Suzan desmontó. Los tres lo miraron, sin saber qué hacer.;

– Thomas me ordenó que lo golpeara en la cabeza para que pudiera soñar -comunicó Mikil-. Es evidente que tiene la habilidad de enterarse de cosas en sus sueños.

– ¿Verdad? -exclamó William parpadeando-. ¿Qué podrías aprender que…?

– Me enteré de cómo hacer polvo negro que explota -interrumpió Thomas, pasándolos; luego se volvió-. Si logramos hacerlo, tendremos una posibilidad, pero debemos apurarnos.

– ¿Planeas derrotar a las rameras esas echándoles polvo encima? -exigió saber William-. ¿Te has vuelto loco?

Llamar rameras a las hordas se había vuelto algo común entre los guardianes del bosque.

– Él planea usar polvo negro para echar abajo el barranco -informó Mikil-. ¿No es así, Thomas?

– En esencia, sí. La pólvora es un explosivo, un fuego que arde y se expande con mucha rapidez -explicó Thomas demostrando con las manos-. Si pudiéramos introducir pólvora en la grieta de la parte superior del abismo y encenderla, se podría desprender todo el barranco.

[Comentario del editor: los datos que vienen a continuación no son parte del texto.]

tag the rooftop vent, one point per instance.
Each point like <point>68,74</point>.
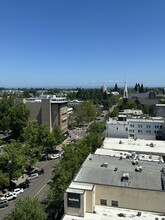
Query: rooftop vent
<point>151,145</point>
<point>104,164</point>
<point>138,168</point>
<point>125,177</point>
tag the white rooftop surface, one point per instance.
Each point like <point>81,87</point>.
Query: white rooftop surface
<point>79,191</point>
<point>110,213</point>
<point>132,145</point>
<point>84,186</point>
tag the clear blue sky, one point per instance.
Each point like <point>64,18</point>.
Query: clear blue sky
<point>53,43</point>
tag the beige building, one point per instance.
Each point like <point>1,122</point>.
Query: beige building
<point>110,181</point>
<point>49,110</point>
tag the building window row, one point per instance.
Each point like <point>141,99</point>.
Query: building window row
<point>113,202</point>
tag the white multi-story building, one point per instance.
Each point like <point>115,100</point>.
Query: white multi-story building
<point>141,128</point>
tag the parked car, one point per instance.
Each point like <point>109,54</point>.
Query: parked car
<point>39,171</point>
<point>18,190</point>
<point>54,156</point>
<point>24,185</point>
<point>11,195</point>
<point>2,197</point>
<point>33,176</point>
<point>3,203</point>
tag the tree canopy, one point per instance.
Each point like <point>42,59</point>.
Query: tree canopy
<point>29,209</point>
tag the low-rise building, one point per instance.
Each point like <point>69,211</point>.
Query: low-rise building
<point>159,110</point>
<point>136,127</point>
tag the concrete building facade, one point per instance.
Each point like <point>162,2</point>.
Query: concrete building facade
<point>139,128</point>
<point>108,181</point>
<point>49,111</point>
<point>159,110</point>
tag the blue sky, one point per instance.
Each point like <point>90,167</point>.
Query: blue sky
<point>79,43</point>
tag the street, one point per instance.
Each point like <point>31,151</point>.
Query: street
<point>38,187</point>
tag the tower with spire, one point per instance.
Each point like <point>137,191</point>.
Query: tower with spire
<point>125,93</point>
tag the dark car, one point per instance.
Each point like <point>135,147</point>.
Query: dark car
<point>24,185</point>
<point>3,203</point>
<point>39,171</point>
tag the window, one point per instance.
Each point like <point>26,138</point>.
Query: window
<point>114,203</point>
<point>103,202</point>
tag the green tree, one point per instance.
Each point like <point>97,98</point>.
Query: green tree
<point>27,209</point>
<point>12,161</point>
<point>57,133</point>
<point>4,115</point>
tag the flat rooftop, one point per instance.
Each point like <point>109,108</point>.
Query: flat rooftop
<point>93,171</point>
<point>111,213</point>
<point>131,145</point>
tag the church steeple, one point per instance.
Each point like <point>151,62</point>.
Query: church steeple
<point>125,93</point>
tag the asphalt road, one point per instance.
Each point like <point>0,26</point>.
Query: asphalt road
<point>38,187</point>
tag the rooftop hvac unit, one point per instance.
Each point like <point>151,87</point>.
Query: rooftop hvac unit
<point>125,177</point>
<point>104,164</point>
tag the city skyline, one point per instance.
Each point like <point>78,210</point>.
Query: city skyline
<point>82,43</point>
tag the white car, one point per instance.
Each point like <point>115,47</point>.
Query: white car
<point>54,156</point>
<point>33,176</point>
<point>18,190</point>
<point>11,196</point>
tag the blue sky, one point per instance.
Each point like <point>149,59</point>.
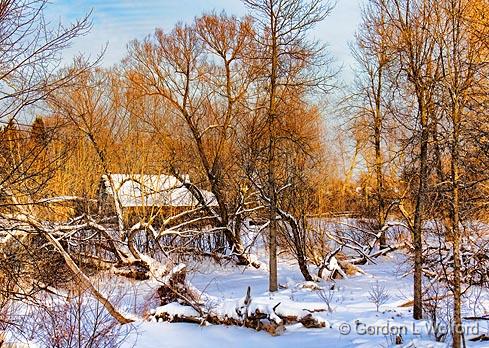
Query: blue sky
<point>116,22</point>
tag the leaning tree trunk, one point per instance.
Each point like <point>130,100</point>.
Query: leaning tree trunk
<point>418,214</point>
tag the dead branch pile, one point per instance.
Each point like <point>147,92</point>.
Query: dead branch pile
<point>179,307</point>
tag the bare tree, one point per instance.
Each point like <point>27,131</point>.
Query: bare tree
<point>289,60</point>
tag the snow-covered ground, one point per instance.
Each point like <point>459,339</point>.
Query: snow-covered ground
<point>353,322</point>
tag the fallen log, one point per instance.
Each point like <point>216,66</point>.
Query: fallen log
<point>257,317</point>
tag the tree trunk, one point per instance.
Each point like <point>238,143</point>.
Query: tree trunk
<point>378,162</point>
<point>418,214</point>
<point>457,316</point>
<point>272,242</point>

William estaba estupefacto.

– ¿Sabes realmente cómo hacer ahora esa pólvora? -indagó Mikil.

– Sí.

– ¿Cómo?

Él recitó la información que tenía en la memoria.

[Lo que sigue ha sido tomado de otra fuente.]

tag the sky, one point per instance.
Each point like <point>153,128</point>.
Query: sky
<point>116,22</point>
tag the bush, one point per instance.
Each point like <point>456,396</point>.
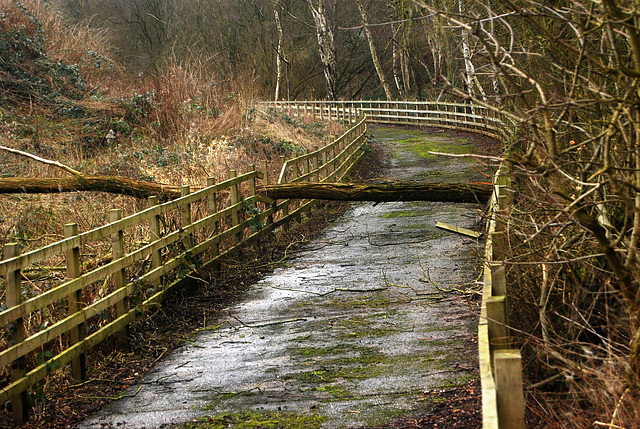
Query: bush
<point>27,73</point>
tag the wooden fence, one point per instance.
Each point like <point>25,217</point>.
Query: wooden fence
<point>500,365</point>
<point>174,239</point>
<point>457,116</point>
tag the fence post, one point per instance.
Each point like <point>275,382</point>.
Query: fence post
<point>285,207</point>
<point>235,199</point>
<point>212,203</point>
<point>154,225</point>
<point>13,298</point>
<point>185,214</point>
<point>252,193</point>
<point>119,277</point>
<point>324,165</point>
<point>265,180</point>
<point>74,302</point>
<point>508,375</point>
<point>497,322</point>
<point>498,279</point>
<point>315,165</point>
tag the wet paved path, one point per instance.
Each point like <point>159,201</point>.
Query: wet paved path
<point>352,332</point>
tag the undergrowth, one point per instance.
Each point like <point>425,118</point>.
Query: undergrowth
<point>63,99</point>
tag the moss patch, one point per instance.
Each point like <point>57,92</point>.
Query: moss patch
<point>405,213</point>
<point>250,420</point>
<point>422,145</point>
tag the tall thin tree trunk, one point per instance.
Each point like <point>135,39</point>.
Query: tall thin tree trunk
<point>396,74</point>
<point>466,55</point>
<point>279,49</point>
<point>374,54</point>
<point>326,45</point>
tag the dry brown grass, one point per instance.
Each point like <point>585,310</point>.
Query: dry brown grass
<point>180,126</point>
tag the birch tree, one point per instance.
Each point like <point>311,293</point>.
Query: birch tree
<point>374,53</point>
<point>279,47</point>
<point>326,44</point>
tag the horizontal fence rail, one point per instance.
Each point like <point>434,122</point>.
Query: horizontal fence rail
<point>173,240</point>
<point>456,116</point>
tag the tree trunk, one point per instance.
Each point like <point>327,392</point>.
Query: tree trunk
<point>279,49</point>
<point>326,45</point>
<point>374,54</point>
<point>387,192</point>
<point>111,184</point>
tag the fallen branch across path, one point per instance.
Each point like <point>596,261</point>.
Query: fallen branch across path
<point>387,192</point>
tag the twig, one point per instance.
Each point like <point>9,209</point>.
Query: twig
<point>261,325</point>
<point>43,160</point>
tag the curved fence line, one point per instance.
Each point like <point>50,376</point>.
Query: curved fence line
<point>500,366</point>
<point>456,116</point>
<point>179,237</point>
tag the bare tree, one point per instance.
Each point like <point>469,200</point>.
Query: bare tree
<point>568,76</point>
<point>326,44</point>
<point>374,53</point>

– La pólvora se compone de tres ingredientes básicos aproximadamente en las siguientes proporciones: quince por ciento de carbón, diez por ciento de azufre y setenta y cinco por ciento de salitre. Eso es todo. Lo único que debemos hacer es hallar estos tres elementos, prepararlos en bolsas muy bien apretadas, bajarlas…

– ¿Qué es azufre? -preguntó Suzan.

– ¿Qué es salitre? -preguntó Mikil.

– ¡Esto es lo más absurdo que he oído nunca de alguien sin escamas en la carne! -objetó William.

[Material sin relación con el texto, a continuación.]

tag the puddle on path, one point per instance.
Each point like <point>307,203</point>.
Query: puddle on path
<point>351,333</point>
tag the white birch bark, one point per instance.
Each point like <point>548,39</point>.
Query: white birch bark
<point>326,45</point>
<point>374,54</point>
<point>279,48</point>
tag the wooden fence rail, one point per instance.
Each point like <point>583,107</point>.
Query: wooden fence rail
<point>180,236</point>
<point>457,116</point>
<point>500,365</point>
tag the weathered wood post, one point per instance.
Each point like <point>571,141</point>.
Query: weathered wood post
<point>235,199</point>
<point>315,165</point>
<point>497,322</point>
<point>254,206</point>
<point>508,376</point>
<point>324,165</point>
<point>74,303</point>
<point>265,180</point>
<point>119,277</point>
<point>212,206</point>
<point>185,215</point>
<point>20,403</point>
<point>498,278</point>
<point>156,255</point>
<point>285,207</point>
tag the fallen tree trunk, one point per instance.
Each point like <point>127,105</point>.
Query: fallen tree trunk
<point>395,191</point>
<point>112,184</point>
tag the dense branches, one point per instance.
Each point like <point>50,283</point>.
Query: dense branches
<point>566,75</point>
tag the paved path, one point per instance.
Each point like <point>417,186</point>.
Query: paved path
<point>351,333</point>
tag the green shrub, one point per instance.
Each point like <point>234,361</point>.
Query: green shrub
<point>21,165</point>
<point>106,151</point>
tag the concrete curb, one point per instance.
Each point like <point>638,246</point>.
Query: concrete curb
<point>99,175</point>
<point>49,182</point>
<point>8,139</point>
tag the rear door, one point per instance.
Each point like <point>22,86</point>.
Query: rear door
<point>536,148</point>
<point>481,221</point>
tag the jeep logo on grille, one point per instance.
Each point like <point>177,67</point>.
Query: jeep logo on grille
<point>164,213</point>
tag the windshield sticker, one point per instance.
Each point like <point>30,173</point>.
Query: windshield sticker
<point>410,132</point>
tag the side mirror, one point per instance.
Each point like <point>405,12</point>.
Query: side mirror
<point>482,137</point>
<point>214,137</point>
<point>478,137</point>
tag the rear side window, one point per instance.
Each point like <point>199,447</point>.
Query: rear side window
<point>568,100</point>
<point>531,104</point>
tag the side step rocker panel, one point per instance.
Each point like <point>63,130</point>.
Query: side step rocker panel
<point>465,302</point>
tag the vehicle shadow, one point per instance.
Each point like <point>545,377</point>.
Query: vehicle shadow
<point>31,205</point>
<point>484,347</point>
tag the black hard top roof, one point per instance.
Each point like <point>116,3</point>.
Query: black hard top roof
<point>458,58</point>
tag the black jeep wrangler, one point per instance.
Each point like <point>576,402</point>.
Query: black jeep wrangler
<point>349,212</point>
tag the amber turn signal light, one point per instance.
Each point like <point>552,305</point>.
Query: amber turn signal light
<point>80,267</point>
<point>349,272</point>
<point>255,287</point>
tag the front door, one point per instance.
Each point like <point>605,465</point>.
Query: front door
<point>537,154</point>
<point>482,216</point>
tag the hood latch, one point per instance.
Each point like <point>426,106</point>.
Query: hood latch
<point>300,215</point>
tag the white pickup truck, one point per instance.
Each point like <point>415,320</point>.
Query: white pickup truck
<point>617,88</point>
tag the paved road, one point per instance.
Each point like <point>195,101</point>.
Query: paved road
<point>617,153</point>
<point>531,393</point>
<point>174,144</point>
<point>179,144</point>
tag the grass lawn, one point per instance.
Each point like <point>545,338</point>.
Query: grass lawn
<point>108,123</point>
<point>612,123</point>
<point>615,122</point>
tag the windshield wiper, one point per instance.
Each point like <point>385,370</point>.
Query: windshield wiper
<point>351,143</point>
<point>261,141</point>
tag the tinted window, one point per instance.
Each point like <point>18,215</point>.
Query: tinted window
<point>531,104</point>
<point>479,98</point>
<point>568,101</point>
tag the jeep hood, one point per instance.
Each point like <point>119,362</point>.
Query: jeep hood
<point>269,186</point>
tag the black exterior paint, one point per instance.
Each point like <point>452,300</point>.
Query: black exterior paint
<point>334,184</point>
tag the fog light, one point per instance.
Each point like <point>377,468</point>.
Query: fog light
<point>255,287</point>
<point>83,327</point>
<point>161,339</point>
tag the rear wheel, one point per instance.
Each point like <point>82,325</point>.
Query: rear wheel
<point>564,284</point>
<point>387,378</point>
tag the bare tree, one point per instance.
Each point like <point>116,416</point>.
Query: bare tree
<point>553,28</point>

– ¿Dije que sería fácil? -cuestionó Thomas empezando a perder la paciencia-. ¡Allá abajo nos están masacrando! No puedes construir un dispositivo tan devastador sin un poco de trabajo. Tenemos carbón, ¿no es así? Lo quemamos. Unos cuantos jinetes veloces pueden conseguir un amplio suministro y tenerlo aquí para la medianoche. El azufre es el decimosexto elemento más común en la corteza terrestre. Y creo que estamos en la misma corteza terrestre. No importa eso; solo saber que el azufre se encuentra en cuevas con pirita. Eso tampoco importa. Las cuevas en el extremo norte de la brecha. Tendremos que partir los conos, calentarlos en una enorme hoguera y orar por que el azufre fluya de las aberturas. Muy parecido al mineral metalífero.

Una emoción empezaba a aparecer en los ojos de Mikil, pero William fruncía el ceño.

– Incluso con los refuerzos, nos superan estrepitosamente en cantidad.

– ¿Y qué hay con la sal? -quiso saber Mikil.

– Salitre -contestó Thomas, haciéndole caso omiso a William y pasándose los dedos por el cabello-. Es un mineral blanco y traslúcido compuesto de nitrato potásico.